Leonard Will reviews a comprehensive survey of the literature on the use of thesauri in information search processes and interfaces.
Powering Search is a comprehensive review and synthesis of work that has been done over the past 50 years on the use of thesauri to make searching for information more effective. The book does not discuss the principles and practice of construction of information retrieval thesauri in any detail, but concentrates on the search process and on the user interface through which a searcher interacts with a body of information resources. It is written clearly: each chapter begins and ends with a summary of its content, and the first and last chapters summarise the whole book. There are copious references throughout and a full index.

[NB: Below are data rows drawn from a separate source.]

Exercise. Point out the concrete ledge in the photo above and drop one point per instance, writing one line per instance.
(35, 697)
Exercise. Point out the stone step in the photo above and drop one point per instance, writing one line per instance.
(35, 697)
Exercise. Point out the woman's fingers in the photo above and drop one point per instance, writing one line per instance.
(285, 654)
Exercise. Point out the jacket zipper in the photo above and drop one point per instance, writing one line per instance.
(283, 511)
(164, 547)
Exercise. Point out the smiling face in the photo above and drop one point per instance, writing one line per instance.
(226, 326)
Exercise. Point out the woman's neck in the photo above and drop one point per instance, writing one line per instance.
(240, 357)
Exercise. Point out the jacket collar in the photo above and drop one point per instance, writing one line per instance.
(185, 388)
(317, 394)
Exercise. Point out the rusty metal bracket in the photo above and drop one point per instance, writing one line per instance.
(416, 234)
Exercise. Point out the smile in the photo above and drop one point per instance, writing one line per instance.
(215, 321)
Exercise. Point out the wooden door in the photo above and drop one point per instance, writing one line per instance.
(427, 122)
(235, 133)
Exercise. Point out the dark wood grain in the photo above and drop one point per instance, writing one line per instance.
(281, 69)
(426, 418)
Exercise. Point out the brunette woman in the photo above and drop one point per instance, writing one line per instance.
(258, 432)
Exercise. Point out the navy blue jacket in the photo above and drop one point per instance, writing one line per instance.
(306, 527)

As the author says in his conclusion:
'This book has taken a new approach to thesauri by critiquing the relevant literatures of a variety of communities who share an interest in thesauri and their functions but who are not, it should be noted, closely collaborating at this time – research communities such as library and information science, information retrieval, knowledge organization, human-computer interaction, information architecture, information search behavior, usability studies, search user interface, metadata-enabled information access, interactive information retrieval, and searcher education.'
One consequence of these disparate approaches is that terminology varies across communities: there are many interpretations of the meaning of facet, category, keyword or taxonomy, for example, which the author acknowledges, but he then uses these terms without saying precisely what definition he gives them.

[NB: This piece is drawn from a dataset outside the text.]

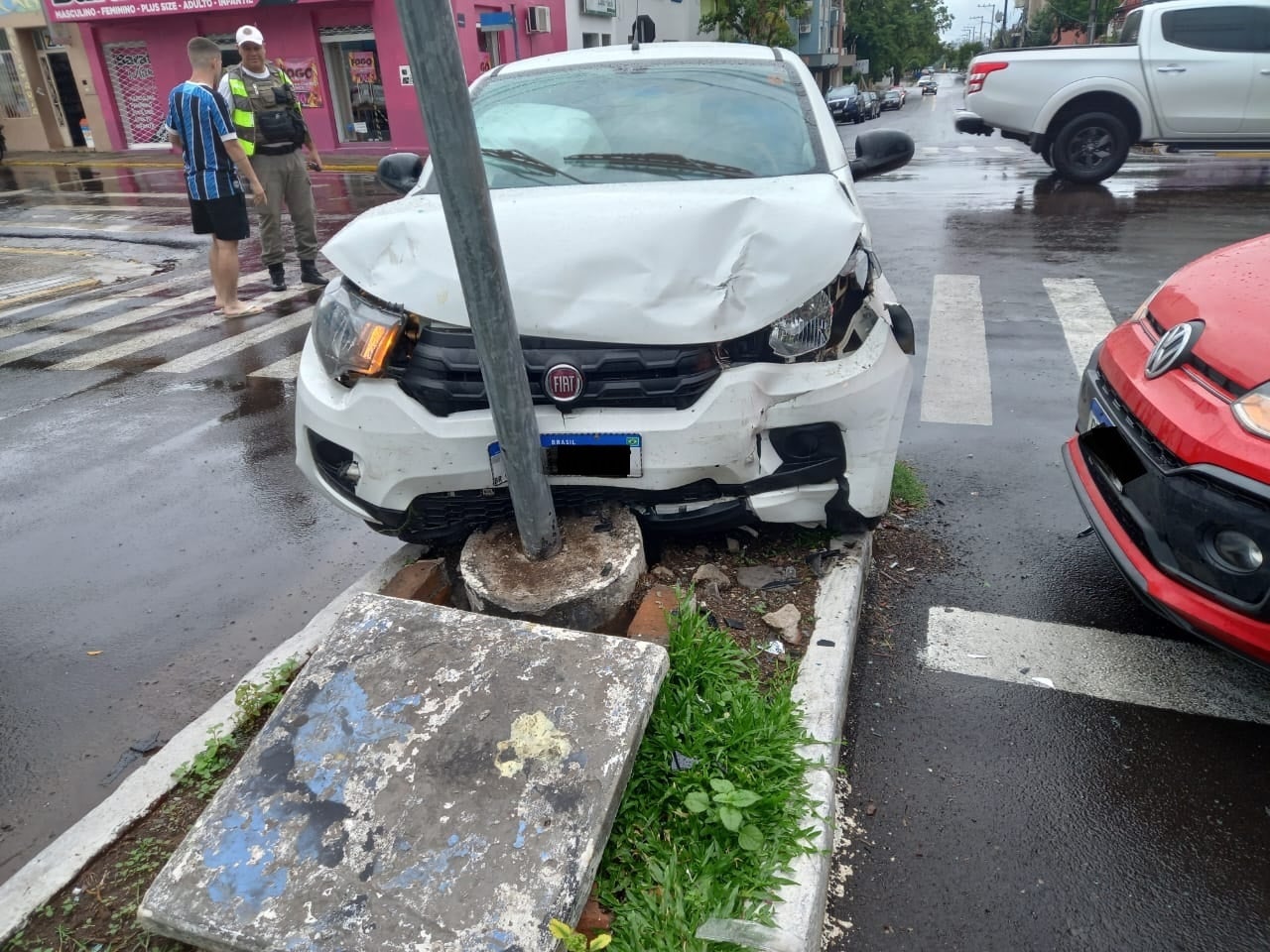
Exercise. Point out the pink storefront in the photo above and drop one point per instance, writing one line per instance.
(345, 58)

Information Search Processes
Chapters 2 and 3 review studies on how people go about searching for information, leading to the perhaps self-evident conclusion that there are two types of approach. If a specific and well-defined piece of information is sought, people will amend and refine their queries in the light of initial results to get closer to what they seek. On the other hand, if the search requirement is less well defined, a browsing or 'berrypicking' approach is adopted to explore a subject area, picking up and assembling pieces of information and changing the destination as the exploration progresses. Both these approaches use an iterative procedure, within which a thesaurus can serve to make a search more precise, in the first case, or to show the broader context, in the second.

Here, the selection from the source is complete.